I was really put off by the idea of grape jelly and chili sauce mixed together. Somehow, I just wasn't convinced it was a very good idea. I've seen this recipe many times but until now, I've simply passed it by. Last week though, I was blatantly eavesdropping as one woman was giving the recipe to another and telling her how amazingly good and easy it is. I finally decided I should give it a try, and make it for my weekly meatball recipe. I am so glad I did; these two seemingly weird ingredients meld to make a delicious sauce for meatballs.
1 lb. ground beef
1/2 c. bread crumbs
1 T. parsley, minced
1/4 c. milk
1/2 t. each salt and Worcestershire Sauce
Mix, shape, and chill meatballs.
Brown in 2 T. vegetable oil in a hot skillet. Remove meatballs to crock-pot (or a plate if finishing this on the stove top).
Add a 12 oz. jar of chili sauce and a half pint of grape jelly to the skillet.
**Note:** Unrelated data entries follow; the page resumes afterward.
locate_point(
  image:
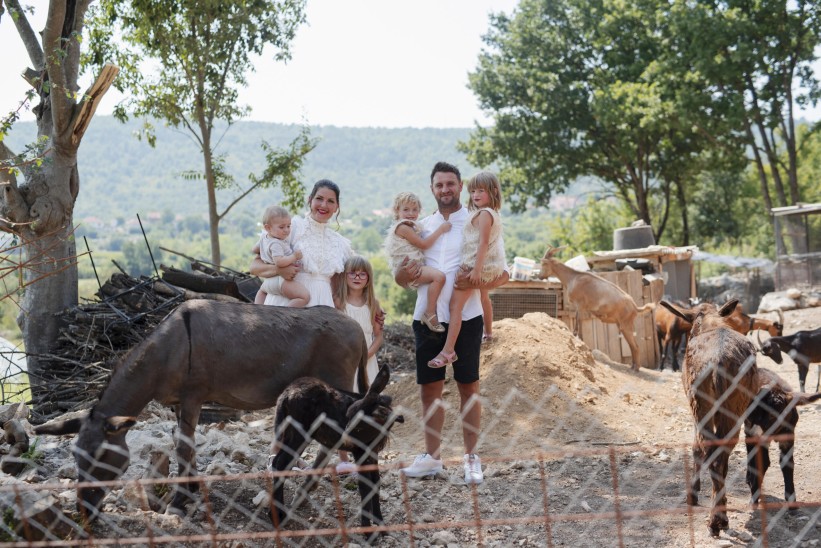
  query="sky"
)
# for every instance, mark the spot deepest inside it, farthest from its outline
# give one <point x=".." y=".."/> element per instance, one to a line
<point x="360" y="63"/>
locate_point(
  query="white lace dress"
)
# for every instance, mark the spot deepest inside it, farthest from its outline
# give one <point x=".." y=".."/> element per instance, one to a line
<point x="324" y="252"/>
<point x="362" y="315"/>
<point x="397" y="248"/>
<point x="494" y="258"/>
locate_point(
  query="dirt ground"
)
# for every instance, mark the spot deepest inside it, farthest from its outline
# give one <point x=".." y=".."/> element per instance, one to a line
<point x="543" y="391"/>
<point x="556" y="424"/>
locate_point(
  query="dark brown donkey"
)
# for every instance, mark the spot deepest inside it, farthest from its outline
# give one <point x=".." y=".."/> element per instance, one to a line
<point x="238" y="355"/>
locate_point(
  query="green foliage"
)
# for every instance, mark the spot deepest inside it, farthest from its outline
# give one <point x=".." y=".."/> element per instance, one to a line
<point x="199" y="53"/>
<point x="571" y="87"/>
<point x="589" y="227"/>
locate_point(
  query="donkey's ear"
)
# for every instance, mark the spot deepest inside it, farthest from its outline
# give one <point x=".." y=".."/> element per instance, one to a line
<point x="118" y="425"/>
<point x="70" y="423"/>
<point x="686" y="315"/>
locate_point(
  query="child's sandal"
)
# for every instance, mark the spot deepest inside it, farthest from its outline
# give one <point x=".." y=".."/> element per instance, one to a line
<point x="432" y="323"/>
<point x="442" y="359"/>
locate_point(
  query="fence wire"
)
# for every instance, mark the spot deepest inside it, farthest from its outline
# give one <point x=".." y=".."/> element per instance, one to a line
<point x="572" y="487"/>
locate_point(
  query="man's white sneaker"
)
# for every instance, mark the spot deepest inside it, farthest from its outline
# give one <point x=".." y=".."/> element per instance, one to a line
<point x="473" y="470"/>
<point x="423" y="465"/>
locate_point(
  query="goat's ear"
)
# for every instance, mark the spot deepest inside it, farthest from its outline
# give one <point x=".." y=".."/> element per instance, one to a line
<point x="728" y="307"/>
<point x="686" y="315"/>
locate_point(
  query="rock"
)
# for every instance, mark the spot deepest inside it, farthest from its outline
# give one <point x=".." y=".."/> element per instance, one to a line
<point x="261" y="498"/>
<point x="793" y="293"/>
<point x="11" y="411"/>
<point x="444" y="538"/>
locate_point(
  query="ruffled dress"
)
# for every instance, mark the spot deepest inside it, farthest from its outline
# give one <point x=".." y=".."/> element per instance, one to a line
<point x="362" y="315"/>
<point x="324" y="252"/>
<point x="397" y="247"/>
<point x="494" y="258"/>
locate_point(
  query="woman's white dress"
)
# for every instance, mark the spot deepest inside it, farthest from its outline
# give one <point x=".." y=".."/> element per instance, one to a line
<point x="362" y="315"/>
<point x="324" y="252"/>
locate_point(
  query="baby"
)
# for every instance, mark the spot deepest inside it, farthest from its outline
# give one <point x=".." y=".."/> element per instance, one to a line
<point x="405" y="240"/>
<point x="273" y="248"/>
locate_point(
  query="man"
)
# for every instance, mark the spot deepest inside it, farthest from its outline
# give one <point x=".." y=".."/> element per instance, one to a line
<point x="445" y="255"/>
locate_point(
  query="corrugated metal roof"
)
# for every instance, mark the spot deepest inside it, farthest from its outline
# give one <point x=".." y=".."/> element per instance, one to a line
<point x="798" y="209"/>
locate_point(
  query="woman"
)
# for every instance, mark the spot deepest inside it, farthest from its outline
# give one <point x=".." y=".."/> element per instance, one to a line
<point x="324" y="250"/>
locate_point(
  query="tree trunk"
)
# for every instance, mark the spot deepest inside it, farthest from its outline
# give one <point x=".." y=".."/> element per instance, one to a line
<point x="211" y="184"/>
<point x="40" y="210"/>
<point x="52" y="273"/>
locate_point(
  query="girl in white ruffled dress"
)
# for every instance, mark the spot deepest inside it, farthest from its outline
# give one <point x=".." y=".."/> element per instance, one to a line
<point x="482" y="256"/>
<point x="405" y="242"/>
<point x="355" y="297"/>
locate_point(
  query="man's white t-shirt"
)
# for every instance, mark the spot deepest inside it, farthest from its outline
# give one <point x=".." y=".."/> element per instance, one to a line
<point x="445" y="255"/>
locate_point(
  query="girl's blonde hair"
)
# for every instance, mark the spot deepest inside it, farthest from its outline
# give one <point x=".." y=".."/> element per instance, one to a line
<point x="490" y="183"/>
<point x="357" y="263"/>
<point x="405" y="198"/>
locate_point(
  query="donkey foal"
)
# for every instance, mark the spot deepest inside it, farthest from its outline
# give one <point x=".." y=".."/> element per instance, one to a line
<point x="310" y="409"/>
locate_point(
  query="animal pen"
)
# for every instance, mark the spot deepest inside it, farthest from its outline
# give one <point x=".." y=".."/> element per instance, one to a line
<point x="568" y="455"/>
<point x="659" y="263"/>
<point x="797" y="245"/>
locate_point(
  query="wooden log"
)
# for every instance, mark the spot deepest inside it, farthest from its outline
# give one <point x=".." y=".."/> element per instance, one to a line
<point x="201" y="284"/>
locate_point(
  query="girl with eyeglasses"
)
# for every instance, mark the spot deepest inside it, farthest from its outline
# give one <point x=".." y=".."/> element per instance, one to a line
<point x="355" y="297"/>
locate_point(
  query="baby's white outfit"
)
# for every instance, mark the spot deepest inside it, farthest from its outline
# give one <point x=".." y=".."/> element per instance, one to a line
<point x="269" y="249"/>
<point x="324" y="252"/>
<point x="362" y="315"/>
<point x="397" y="247"/>
<point x="494" y="258"/>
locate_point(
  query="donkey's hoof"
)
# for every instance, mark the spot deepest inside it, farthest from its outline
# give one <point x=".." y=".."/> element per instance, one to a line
<point x="718" y="523"/>
<point x="174" y="511"/>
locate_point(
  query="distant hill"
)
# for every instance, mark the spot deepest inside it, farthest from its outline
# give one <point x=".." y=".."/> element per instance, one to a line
<point x="121" y="176"/>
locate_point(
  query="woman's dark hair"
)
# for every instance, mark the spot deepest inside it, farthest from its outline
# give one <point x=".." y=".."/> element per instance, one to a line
<point x="326" y="183"/>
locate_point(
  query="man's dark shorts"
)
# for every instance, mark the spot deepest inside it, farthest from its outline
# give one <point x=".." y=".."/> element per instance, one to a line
<point x="468" y="347"/>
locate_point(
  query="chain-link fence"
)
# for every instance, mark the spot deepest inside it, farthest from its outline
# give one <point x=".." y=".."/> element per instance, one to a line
<point x="574" y="485"/>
Stir until the jelly is melted, the browned bits are stirred up, and the sauce comes to a simmer.
Add sauce to meatballs in crock pot (or add meatballs back to skillet and cook on the stove top 20-30 minutes to finish), and cook in slow cooker on high 2-4 hours.
I served these Saturday with homemade macaroni and cheese, coleslaw and sourdough bread and everyone gave them the thumbs up, "Yeah, they're really good."
The next day, Sunday was warm and heavenly, the first day of May -and in my mind the beginning of summer. My girls celebrated by lying on the shop roof and sunning themselves, and I celebrated by making a cherry-cola ham dinner. Our salad didn't come from the garden, but the truth is that the beginning of our growing season is the leanest of the fresh-from-the-garden eating season. Instead of a garden salad for lunch, I ate leftover meatballs with leftover mashed potatoes two days in a row, and I can only say that I"m so sorry I didn't make this recipe sooner.